五反田団第35回公演 『偉大なる生活の冒険』(こまばアゴラ劇場)
作・演出:前田司郎
先日めでたく岸田國士戯曲賞(受賞作:『生きてる者はいないのか』)を受賞した前田司郎が主宰をつとめる五反田団。前作と同様アゴラ劇場で35回目の公演だ。観終わってから知ったことなのだが、今作は芥川賞の候補作にもなった小説『グレート生活アドベンチャー』の舞台化だとのこと(小説は未読)。石橋亜希子&内田慈という素晴らしい演技をみせてくれる女優を従えているので素晴らしい作品に仕上がってるに違いない、、、ハズ!?
定職にもつかずバイトもせず日々ゴロゴロして暮らすニート的三十路前の男(前田)と、その同居する女(内田)。そしてその隣人カップル(安倍&中川)とのお話。セットは散らかりまくった部屋。多少の笑いを交えての日常の何気ない会話がひたすらひたすら続く。なぜか未来に楽観的な男、彼のダメっぷりに辟易する女だが、彼女は実はバイト先の男と不倫の関係にあったりする。隣人はデリカシーがなくてちょっぴり図々しい。男には妹がいたが4年前に亡くなった。この世に普通にありえそうな、普通の状況設定だ。

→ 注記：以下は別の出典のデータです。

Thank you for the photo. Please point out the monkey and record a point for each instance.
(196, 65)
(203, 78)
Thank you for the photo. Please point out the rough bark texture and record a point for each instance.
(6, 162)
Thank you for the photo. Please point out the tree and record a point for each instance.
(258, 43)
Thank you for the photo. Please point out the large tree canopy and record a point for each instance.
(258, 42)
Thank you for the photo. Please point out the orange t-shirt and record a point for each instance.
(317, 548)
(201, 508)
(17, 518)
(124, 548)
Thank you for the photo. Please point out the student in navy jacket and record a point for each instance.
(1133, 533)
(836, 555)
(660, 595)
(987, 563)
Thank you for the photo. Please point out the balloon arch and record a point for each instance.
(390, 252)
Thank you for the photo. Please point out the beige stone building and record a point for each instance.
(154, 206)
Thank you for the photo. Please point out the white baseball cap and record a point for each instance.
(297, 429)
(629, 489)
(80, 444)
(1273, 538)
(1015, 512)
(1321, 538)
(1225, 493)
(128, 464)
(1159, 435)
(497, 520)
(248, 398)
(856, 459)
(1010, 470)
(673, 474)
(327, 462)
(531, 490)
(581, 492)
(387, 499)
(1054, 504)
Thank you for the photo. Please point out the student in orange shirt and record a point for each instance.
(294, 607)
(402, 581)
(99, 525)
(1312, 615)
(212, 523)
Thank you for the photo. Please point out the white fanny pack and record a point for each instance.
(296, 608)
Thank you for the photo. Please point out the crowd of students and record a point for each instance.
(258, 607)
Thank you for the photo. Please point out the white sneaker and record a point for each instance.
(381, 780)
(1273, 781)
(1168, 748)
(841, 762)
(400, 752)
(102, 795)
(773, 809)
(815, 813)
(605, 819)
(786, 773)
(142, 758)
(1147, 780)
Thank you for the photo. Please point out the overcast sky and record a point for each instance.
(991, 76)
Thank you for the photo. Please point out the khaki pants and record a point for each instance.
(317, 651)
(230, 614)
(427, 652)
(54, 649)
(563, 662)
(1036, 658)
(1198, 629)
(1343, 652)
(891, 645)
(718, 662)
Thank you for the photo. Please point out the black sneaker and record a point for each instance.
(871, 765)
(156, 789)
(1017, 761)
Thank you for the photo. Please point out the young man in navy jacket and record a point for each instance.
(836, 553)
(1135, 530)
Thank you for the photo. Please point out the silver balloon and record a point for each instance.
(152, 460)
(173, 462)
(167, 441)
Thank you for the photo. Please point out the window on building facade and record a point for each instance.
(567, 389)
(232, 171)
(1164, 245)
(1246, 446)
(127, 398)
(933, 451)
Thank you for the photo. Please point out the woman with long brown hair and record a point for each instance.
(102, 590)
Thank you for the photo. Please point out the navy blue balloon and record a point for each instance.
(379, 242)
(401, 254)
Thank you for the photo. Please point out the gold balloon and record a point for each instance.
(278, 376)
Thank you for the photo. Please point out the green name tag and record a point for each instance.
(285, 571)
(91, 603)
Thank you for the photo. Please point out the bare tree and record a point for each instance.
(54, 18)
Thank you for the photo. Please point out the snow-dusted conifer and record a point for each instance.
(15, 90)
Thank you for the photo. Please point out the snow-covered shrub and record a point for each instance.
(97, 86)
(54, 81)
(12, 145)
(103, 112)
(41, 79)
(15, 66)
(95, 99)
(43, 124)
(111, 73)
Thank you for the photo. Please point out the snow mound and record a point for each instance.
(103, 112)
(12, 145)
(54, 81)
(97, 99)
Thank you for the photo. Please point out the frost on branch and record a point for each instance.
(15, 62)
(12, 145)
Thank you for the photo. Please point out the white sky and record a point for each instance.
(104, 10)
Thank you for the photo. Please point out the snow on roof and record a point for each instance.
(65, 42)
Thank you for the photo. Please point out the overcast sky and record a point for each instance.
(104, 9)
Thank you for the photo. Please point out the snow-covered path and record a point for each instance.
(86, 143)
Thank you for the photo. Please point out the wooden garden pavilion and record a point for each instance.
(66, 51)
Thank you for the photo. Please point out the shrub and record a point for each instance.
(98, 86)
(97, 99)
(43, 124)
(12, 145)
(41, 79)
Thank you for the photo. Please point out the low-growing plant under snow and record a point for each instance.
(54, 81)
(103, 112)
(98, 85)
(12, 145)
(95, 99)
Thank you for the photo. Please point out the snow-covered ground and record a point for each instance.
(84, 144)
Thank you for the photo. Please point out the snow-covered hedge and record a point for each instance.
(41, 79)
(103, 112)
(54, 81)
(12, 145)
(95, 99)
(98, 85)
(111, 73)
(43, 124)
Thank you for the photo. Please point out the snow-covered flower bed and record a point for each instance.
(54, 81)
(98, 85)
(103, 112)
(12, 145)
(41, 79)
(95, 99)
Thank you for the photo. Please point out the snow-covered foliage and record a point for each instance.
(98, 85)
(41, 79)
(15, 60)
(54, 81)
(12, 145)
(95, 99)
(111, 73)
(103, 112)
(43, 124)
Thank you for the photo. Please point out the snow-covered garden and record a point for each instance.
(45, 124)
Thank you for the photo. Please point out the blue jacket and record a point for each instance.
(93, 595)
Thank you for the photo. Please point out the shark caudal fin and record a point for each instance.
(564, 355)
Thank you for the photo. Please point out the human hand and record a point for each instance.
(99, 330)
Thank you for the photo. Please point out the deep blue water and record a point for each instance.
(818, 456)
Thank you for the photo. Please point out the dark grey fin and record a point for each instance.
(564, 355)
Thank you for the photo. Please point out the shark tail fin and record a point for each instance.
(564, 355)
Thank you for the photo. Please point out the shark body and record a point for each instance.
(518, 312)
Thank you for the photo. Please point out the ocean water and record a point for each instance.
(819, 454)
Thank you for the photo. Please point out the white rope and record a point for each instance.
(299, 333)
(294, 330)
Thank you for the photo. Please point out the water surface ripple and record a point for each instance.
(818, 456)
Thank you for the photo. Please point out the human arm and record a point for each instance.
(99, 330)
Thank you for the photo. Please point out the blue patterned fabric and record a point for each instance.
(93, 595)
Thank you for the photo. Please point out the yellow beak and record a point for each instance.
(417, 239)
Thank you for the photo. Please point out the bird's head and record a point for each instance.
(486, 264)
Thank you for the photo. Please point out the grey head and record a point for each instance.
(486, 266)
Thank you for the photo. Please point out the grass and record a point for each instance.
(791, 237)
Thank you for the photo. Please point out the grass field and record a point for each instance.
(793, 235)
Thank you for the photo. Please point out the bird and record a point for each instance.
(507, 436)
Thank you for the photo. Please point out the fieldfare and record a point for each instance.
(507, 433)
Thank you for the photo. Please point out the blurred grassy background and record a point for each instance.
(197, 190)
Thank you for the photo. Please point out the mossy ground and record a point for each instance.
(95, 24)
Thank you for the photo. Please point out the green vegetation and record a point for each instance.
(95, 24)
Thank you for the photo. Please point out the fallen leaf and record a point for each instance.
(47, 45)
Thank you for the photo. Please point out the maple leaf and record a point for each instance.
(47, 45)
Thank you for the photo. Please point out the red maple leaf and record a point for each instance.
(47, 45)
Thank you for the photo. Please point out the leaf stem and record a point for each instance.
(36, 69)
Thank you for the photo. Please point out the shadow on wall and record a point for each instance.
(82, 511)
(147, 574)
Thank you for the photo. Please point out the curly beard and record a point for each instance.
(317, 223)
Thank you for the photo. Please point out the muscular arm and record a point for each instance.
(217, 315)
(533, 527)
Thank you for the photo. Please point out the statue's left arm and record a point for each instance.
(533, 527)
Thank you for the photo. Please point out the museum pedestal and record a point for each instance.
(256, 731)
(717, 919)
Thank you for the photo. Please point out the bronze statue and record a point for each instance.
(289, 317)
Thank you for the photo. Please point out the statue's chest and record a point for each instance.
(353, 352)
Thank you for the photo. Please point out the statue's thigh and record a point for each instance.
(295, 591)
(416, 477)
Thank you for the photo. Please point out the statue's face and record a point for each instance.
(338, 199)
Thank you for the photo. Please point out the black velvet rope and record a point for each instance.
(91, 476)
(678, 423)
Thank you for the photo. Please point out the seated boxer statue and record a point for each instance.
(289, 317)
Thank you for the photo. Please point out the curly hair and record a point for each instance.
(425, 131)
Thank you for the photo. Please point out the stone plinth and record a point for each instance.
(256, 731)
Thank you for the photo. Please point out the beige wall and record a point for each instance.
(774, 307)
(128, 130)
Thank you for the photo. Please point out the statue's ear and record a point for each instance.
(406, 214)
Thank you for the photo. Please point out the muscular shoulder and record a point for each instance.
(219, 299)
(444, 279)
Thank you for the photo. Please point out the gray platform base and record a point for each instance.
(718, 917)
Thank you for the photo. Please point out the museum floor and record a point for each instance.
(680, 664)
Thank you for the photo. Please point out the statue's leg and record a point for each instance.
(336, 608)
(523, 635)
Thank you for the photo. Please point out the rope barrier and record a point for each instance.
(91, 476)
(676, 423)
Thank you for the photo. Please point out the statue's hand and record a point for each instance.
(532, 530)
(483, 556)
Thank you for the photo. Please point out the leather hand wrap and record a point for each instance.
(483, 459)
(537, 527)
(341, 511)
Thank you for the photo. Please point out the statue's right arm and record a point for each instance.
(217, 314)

日常的な何気ない会話、それはけっこう情けなかったりバカっぽかったりもするんだけど、そのなかに、将来への不安、希望、友情、愛、ユーモア、アイロニー、悲哀、苛立ちetc…、ほんのうっすらではあるがすごく色々な要素が含まれているようにみえる作品であった。かすかに何かを匂わせるような演出が巧みで、前田の安定した演出家としての力が素晴らしく出ている。彼自身の演技は上手くはないが、役柄のどうしようもなくだらしない特徴がしっかり滲み出ていたので最後までガッカリさせられることはなかった。どうでもいいほどに瑣末なコトに執着してニクーイ笑いを取る場面がふんだんに取り入れられていてそのタイミングだとかバランスもウマい。
期待の石橋&内田の両名も流石!持っている実力を十分に発揮してしっかり役にハマっていたと思う。男の妹役の石橋はスマートでナチュラルでちょっと皮肉っぽい、内田はちょっとヒステリックだけどしっかり生きようともがく乙女、よかったぞー。それに加えて中川幸子がかなり可愛くなっててドキッとした。初めて観たけど青年団の安倍くんも声に存在感があっていい役者であった。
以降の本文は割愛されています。